Spray Cooling Heat Transfer of a Two-Fluid Spray Atomizer

Abstract

Abstract The paper presents an experimental study on the droplet size and velocity, as well as temperature distribution, of a two-fluid atomizer (dj = 1.6 mm; spray nozzle exit diameter) through optical nonintrusive interferometric particle image (IPI) and particle image velocimetry (PIV) measurements with five different air–liquid ratios (Rs) at three spray heights with three target-plate initial temperatures. Cold flow visualization was made for the spray height of 50 mm at 25 °C. The Saunter-mean diameter (d32) was measured at the target temperature of 25 °C without heating and found to be in the range of 34.22 μm to 42.62 μm in terms of a correlation with WedjRedj. The measured impact velocity at the spray height of 50 mm was of 10 m/s to 30 m/s with three different initial target temperatures. It was found that the impact velocity displayed a strong function of the initial temperature.
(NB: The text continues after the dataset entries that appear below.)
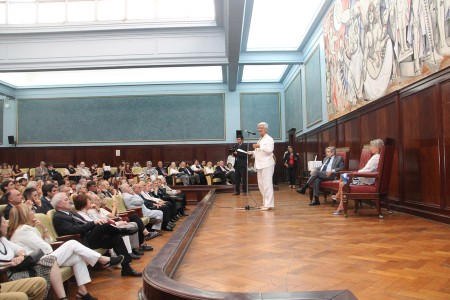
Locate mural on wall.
[323,0,450,120]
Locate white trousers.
[49,240,100,286]
[142,205,163,230]
[256,165,275,207]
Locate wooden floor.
[69,185,450,300]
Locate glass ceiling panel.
[0,66,223,87]
[242,65,287,82]
[0,0,215,26]
[247,0,323,51]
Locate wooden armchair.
[342,139,395,219]
[309,147,350,205]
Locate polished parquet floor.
[69,185,450,300]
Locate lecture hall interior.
[0,0,450,300]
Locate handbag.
[9,249,44,277]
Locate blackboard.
[240,93,281,139]
[18,94,225,144]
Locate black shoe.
[131,249,144,256]
[139,244,153,251]
[115,227,139,235]
[297,185,308,195]
[121,265,142,277]
[104,255,123,268]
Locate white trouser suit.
[254,134,275,208]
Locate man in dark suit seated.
[52,193,142,277]
[178,161,200,184]
[36,184,58,214]
[297,146,344,206]
[3,189,23,220]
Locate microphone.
[244,129,256,135]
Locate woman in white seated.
[169,162,189,185]
[333,139,384,215]
[9,204,123,300]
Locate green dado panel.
[0,100,5,145]
[18,94,225,144]
[284,72,303,132]
[241,93,281,139]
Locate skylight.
[0,0,215,26]
[242,65,287,82]
[0,66,223,88]
[247,0,323,51]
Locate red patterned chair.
[309,147,350,203]
[342,139,395,219]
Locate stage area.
[174,185,450,299]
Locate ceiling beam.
[239,51,304,65]
[229,0,245,92]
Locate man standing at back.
[297,146,344,206]
[233,136,248,195]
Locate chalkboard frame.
[16,93,226,145]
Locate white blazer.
[254,134,275,170]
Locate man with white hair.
[120,183,163,239]
[249,122,275,210]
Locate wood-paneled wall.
[0,142,286,181]
[295,69,450,223]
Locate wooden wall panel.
[401,86,441,206]
[441,81,450,209]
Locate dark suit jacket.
[53,211,95,244]
[318,155,344,172]
[36,197,54,214]
[234,143,248,169]
[3,203,14,220]
[283,151,298,167]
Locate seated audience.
[144,160,158,180]
[0,277,47,300]
[120,183,163,238]
[77,161,92,180]
[169,162,189,185]
[0,163,13,180]
[214,160,234,185]
[297,146,344,206]
[11,164,28,179]
[333,139,384,215]
[9,204,123,300]
[0,179,16,204]
[191,159,206,184]
[178,161,200,184]
[52,193,142,277]
[34,161,48,181]
[0,212,67,300]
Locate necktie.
[322,157,331,171]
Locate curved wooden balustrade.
[138,189,357,300]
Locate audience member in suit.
[138,182,176,231]
[52,193,142,277]
[191,159,206,184]
[36,184,58,214]
[214,160,234,185]
[3,189,23,220]
[34,161,48,181]
[0,179,16,204]
[48,164,65,185]
[333,139,384,215]
[283,146,299,188]
[178,161,200,184]
[233,136,248,195]
[297,146,344,206]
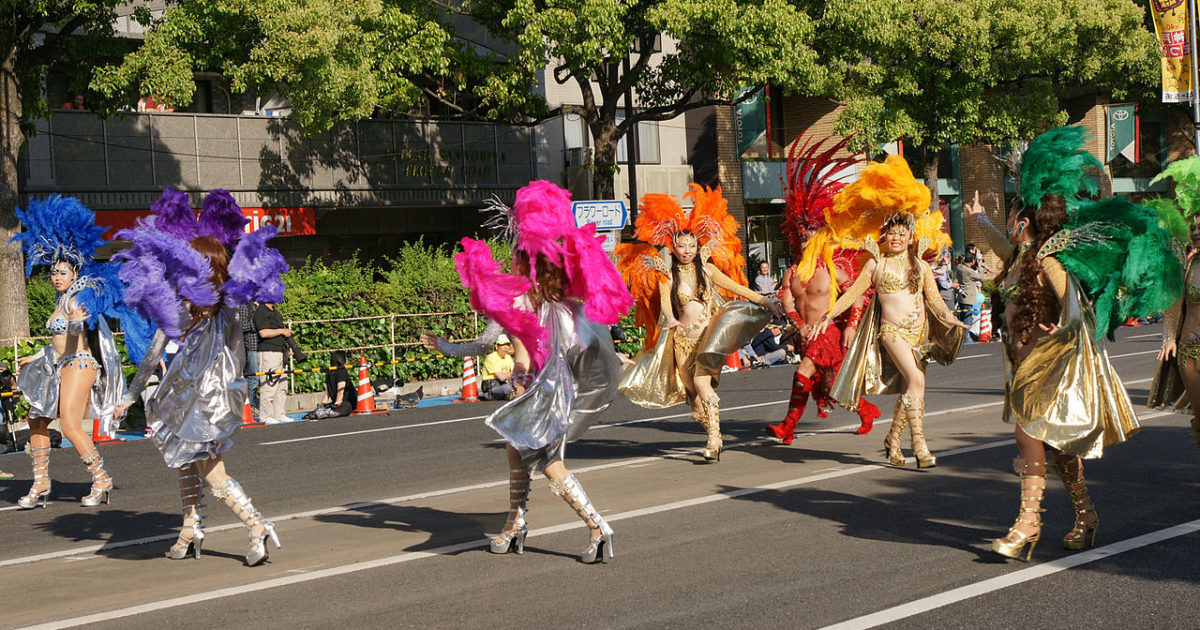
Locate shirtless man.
[766,229,880,444]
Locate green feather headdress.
[1021,126,1104,212]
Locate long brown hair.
[671,230,708,317]
[187,236,229,330]
[997,194,1068,343]
[512,250,566,306]
[883,215,923,290]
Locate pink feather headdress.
[455,180,634,368]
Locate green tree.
[462,0,824,198]
[800,0,1159,208]
[0,0,150,338]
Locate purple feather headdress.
[196,188,250,252]
[114,188,288,340]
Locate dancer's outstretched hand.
[967,191,984,217]
[806,316,829,341]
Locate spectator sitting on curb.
[750,323,787,367]
[479,332,516,401]
[314,350,359,419]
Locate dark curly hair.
[997,194,1068,343]
[512,250,568,306]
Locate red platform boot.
[763,372,812,444]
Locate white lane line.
[9,412,1200,630]
[1109,350,1158,359]
[259,400,787,446]
[822,520,1200,630]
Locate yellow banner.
[1150,0,1192,103]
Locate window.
[617,112,662,164]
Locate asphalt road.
[0,328,1200,630]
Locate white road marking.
[1109,350,1158,359]
[822,520,1200,630]
[23,422,1200,630]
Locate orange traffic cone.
[241,400,259,426]
[454,356,479,402]
[725,353,742,371]
[354,356,388,415]
[91,418,122,444]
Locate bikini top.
[878,257,916,293]
[46,316,67,335]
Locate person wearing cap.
[479,332,516,401]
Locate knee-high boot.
[764,372,812,444]
[212,478,282,566]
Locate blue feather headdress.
[114,188,288,340]
[10,194,108,277]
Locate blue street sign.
[571,200,629,230]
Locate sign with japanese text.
[571,199,629,230]
[1150,0,1193,103]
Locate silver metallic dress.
[442,300,620,470]
[124,307,247,468]
[17,278,125,436]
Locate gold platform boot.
[883,396,908,467]
[901,396,937,468]
[1054,455,1100,551]
[991,462,1046,562]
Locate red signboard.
[96,208,317,239]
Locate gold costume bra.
[878,256,917,293]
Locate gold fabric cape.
[1003,274,1140,460]
[619,300,770,409]
[830,291,962,412]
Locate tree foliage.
[803,0,1158,203]
[463,0,824,197]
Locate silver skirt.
[146,308,247,468]
[17,318,125,436]
[487,301,620,470]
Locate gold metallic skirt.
[830,298,962,412]
[1003,275,1140,460]
[620,300,770,409]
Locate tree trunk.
[592,120,619,200]
[0,49,29,338]
[920,148,943,211]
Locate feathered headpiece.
[113,188,288,340]
[613,184,746,346]
[1020,126,1104,212]
[796,155,953,310]
[1150,156,1200,217]
[10,194,107,277]
[455,180,634,367]
[780,138,863,259]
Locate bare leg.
[167,463,204,560]
[17,418,50,510]
[1178,354,1200,449]
[880,336,937,468]
[491,444,529,553]
[542,460,612,563]
[1054,452,1100,551]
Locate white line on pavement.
[822,520,1200,630]
[18,420,1200,630]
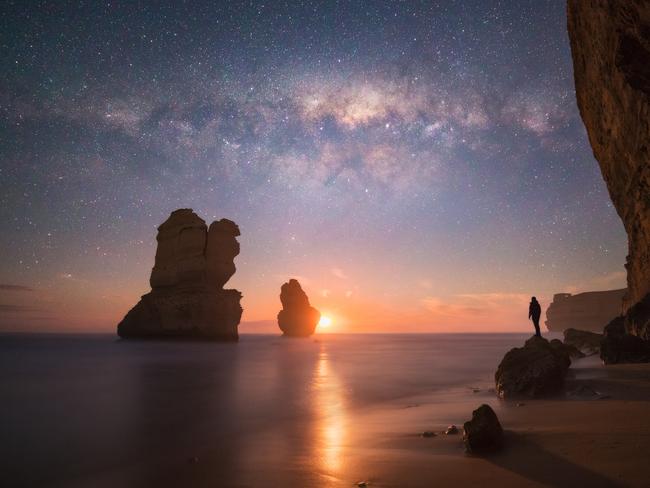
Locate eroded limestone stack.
[117,209,242,340]
[545,288,626,333]
[278,279,320,337]
[567,0,650,358]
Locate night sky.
[0,0,627,332]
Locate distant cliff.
[546,288,627,333]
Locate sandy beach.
[0,334,650,488]
[341,358,650,487]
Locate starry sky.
[0,0,627,333]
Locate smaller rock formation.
[545,288,627,332]
[278,279,320,337]
[564,328,603,356]
[494,336,571,399]
[463,404,503,454]
[117,209,242,341]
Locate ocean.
[0,334,540,487]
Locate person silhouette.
[528,297,542,337]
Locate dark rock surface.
[564,329,603,356]
[600,317,650,364]
[549,339,586,359]
[117,209,242,341]
[567,0,650,363]
[545,288,627,333]
[463,404,503,454]
[567,0,650,314]
[494,336,571,399]
[278,279,320,337]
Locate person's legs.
[533,317,542,337]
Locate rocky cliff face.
[567,0,650,311]
[567,0,650,350]
[278,279,320,337]
[117,209,242,340]
[545,288,626,333]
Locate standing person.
[528,297,542,337]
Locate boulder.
[278,279,320,337]
[117,209,242,341]
[463,404,503,454]
[564,328,603,356]
[549,339,586,359]
[567,0,650,363]
[494,336,571,399]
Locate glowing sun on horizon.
[317,315,332,329]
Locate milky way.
[0,0,626,332]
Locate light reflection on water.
[0,334,524,487]
[312,345,347,473]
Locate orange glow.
[317,315,332,329]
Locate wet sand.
[55,358,650,488]
[0,336,650,488]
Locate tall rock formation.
[117,208,242,341]
[567,0,650,356]
[278,279,320,337]
[545,288,626,334]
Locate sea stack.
[567,0,650,358]
[117,208,242,341]
[278,279,320,337]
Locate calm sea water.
[0,334,540,486]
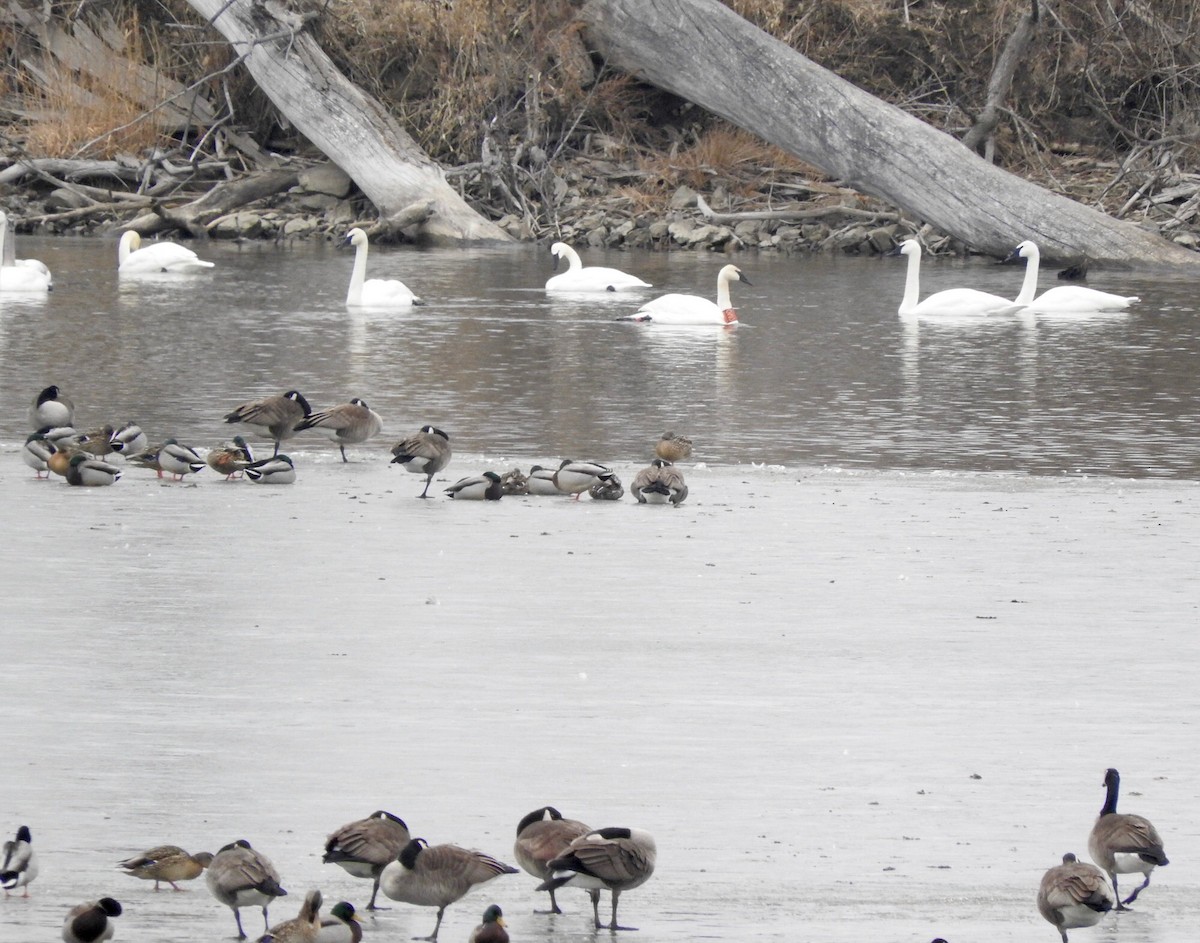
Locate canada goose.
[469,903,509,943]
[29,384,74,430]
[654,430,691,462]
[0,825,37,897]
[116,845,212,890]
[342,228,421,308]
[317,901,362,943]
[109,422,150,455]
[320,809,412,911]
[59,452,121,488]
[259,890,320,943]
[617,265,752,326]
[1008,240,1141,314]
[538,828,658,930]
[445,472,504,501]
[391,426,450,498]
[512,805,600,913]
[204,436,254,481]
[245,452,296,485]
[224,390,312,455]
[1038,853,1116,943]
[546,242,652,292]
[158,439,205,481]
[204,839,287,939]
[379,839,517,941]
[629,458,688,507]
[296,397,383,462]
[62,897,121,943]
[116,229,212,275]
[554,458,613,500]
[20,432,58,477]
[898,239,1025,318]
[1087,768,1170,911]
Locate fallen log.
[580,0,1200,270]
[188,0,511,242]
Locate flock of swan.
[0,212,1139,326]
[0,805,658,943]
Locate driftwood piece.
[188,0,511,242]
[580,0,1200,270]
[121,170,300,238]
[962,0,1038,161]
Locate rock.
[299,163,353,199]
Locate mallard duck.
[125,443,166,477]
[588,475,625,501]
[204,839,287,939]
[379,839,517,941]
[1087,769,1170,911]
[538,828,658,930]
[224,390,312,455]
[0,825,37,897]
[445,472,504,501]
[500,468,529,494]
[20,432,58,477]
[258,890,320,943]
[554,458,613,500]
[546,242,653,292]
[109,422,150,455]
[629,458,688,507]
[1038,854,1116,943]
[158,439,205,481]
[116,845,212,890]
[62,897,121,943]
[317,901,362,943]
[246,454,296,485]
[204,436,254,481]
[116,229,212,276]
[320,809,412,911]
[654,430,691,462]
[526,466,563,497]
[391,426,451,498]
[296,397,383,462]
[470,903,509,943]
[29,384,74,430]
[512,805,600,913]
[67,452,121,488]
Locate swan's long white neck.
[563,242,583,272]
[900,250,920,314]
[1016,246,1042,305]
[346,241,367,305]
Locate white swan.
[546,242,652,292]
[342,227,421,308]
[899,239,1025,318]
[617,265,752,325]
[0,210,54,292]
[116,229,212,275]
[1009,239,1141,314]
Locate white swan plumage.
[116,229,212,275]
[0,210,54,292]
[342,227,421,308]
[546,242,653,292]
[899,239,1025,318]
[1009,239,1141,314]
[617,265,752,325]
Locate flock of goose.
[0,806,658,943]
[0,212,1140,326]
[20,385,691,507]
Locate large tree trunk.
[188,0,511,242]
[581,0,1200,269]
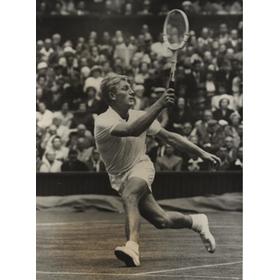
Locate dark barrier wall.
[37,15,242,40]
[37,171,242,199]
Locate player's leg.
[121,177,148,243]
[115,177,149,266]
[139,193,192,229]
[139,193,216,253]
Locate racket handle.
[168,80,175,89]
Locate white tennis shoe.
[115,241,140,267]
[190,214,216,253]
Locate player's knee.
[122,192,138,204]
[153,216,170,229]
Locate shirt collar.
[108,106,131,121]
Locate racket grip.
[168,80,175,89]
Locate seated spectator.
[54,102,73,127]
[225,112,241,148]
[187,156,206,172]
[53,115,71,145]
[123,2,133,16]
[36,102,53,129]
[192,110,213,138]
[40,151,62,173]
[85,83,107,115]
[61,150,88,172]
[158,3,169,16]
[213,98,234,122]
[217,147,230,170]
[205,71,217,100]
[114,36,137,68]
[197,120,225,153]
[231,147,243,170]
[77,137,93,163]
[84,65,103,97]
[170,97,193,132]
[41,124,57,150]
[77,124,94,148]
[156,145,183,171]
[180,122,193,139]
[43,136,69,162]
[225,136,237,165]
[211,91,235,111]
[76,1,88,16]
[40,38,54,61]
[146,135,159,164]
[137,0,152,15]
[151,33,172,59]
[134,85,149,110]
[70,102,94,131]
[147,87,169,127]
[36,148,42,172]
[86,149,106,172]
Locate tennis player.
[95,73,220,266]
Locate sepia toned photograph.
[34,0,243,280]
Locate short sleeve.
[94,116,120,139]
[133,110,161,136]
[147,120,161,136]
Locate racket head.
[163,9,189,51]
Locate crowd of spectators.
[37,0,242,16]
[36,19,243,172]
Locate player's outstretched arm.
[156,128,221,165]
[111,89,175,137]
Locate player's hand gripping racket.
[163,9,189,88]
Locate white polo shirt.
[94,107,161,175]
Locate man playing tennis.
[95,74,220,266]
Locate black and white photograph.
[35,0,243,280]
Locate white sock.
[125,240,139,253]
[190,214,202,232]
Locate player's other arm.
[156,128,221,165]
[111,89,175,137]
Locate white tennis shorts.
[109,155,155,193]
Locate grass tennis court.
[37,209,242,280]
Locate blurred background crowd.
[37,0,242,16]
[36,0,243,172]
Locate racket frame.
[163,9,190,88]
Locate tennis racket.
[163,9,189,88]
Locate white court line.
[37,261,242,280]
[37,220,242,228]
[136,261,242,275]
[37,271,240,280]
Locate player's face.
[116,81,135,108]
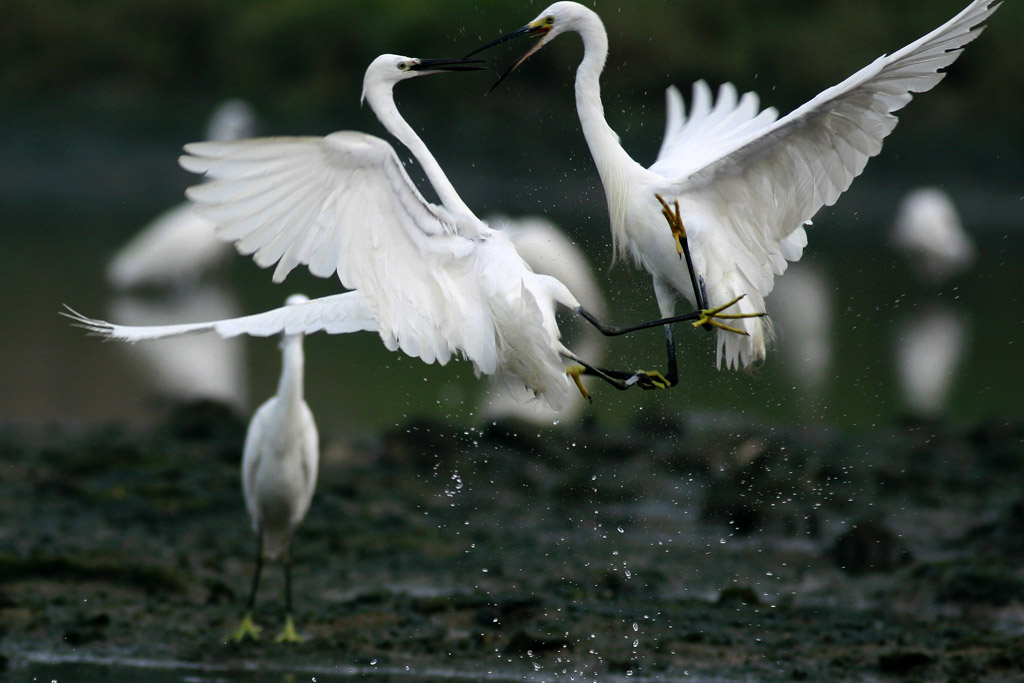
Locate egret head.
[466,0,600,90]
[362,54,484,99]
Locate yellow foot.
[227,612,263,643]
[654,194,686,258]
[273,615,303,643]
[633,370,672,389]
[565,364,594,403]
[693,294,764,337]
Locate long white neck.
[278,335,305,411]
[575,10,639,193]
[366,83,474,216]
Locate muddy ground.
[0,403,1024,681]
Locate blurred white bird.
[470,0,998,379]
[229,294,319,642]
[893,187,976,285]
[480,215,607,425]
[110,282,249,410]
[768,261,834,398]
[106,99,256,290]
[66,54,729,411]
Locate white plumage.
[71,54,637,411]
[106,99,256,289]
[230,294,319,642]
[481,0,998,367]
[893,187,977,284]
[242,295,319,560]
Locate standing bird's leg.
[565,356,672,395]
[273,544,302,643]
[228,531,263,643]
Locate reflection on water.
[0,113,1024,432]
[110,284,247,410]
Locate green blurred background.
[0,0,1024,429]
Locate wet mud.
[0,402,1024,681]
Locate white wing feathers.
[60,292,377,342]
[180,131,495,372]
[677,0,998,252]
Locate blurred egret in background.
[768,261,835,399]
[68,54,737,411]
[230,294,319,642]
[106,99,256,409]
[893,187,976,418]
[893,187,977,285]
[470,0,998,379]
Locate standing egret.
[893,187,976,418]
[470,0,998,380]
[106,99,256,290]
[68,54,745,411]
[230,294,319,642]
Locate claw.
[273,615,303,643]
[565,364,594,403]
[654,193,686,258]
[692,294,764,337]
[227,612,263,643]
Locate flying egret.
[66,54,745,411]
[230,294,319,642]
[480,215,607,426]
[106,99,256,290]
[467,0,998,380]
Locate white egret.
[893,187,976,284]
[69,54,737,411]
[480,215,607,425]
[230,294,319,642]
[894,303,970,418]
[106,99,256,290]
[470,0,998,379]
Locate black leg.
[246,532,263,612]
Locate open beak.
[466,24,551,92]
[409,54,486,74]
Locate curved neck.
[278,335,305,410]
[366,83,473,215]
[575,11,638,188]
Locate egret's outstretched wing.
[60,292,377,342]
[650,81,778,178]
[180,131,494,368]
[659,0,998,293]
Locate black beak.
[409,54,487,71]
[466,25,551,94]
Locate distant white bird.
[768,261,835,397]
[230,294,319,642]
[895,305,969,417]
[67,54,729,411]
[480,216,607,425]
[110,282,249,410]
[893,187,976,284]
[470,0,998,374]
[106,99,256,289]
Furthermore, both the cooling curve and transient boiling curve were obtained with the identified cooling/boiling parameters of the cooling rate, critical heat flux (CHF), Leidenfrost temperature (LFT), as well as the onset of nucleate boiling (ONB). The best cooling performance was found at R = 0.242 for a spray height of 50 mm with the corresponding cooling rate of −19.1 °C/s, CHF of 486 W/cm2, and heat transfer coefficient (HTC) of 2.85 W/cm2K.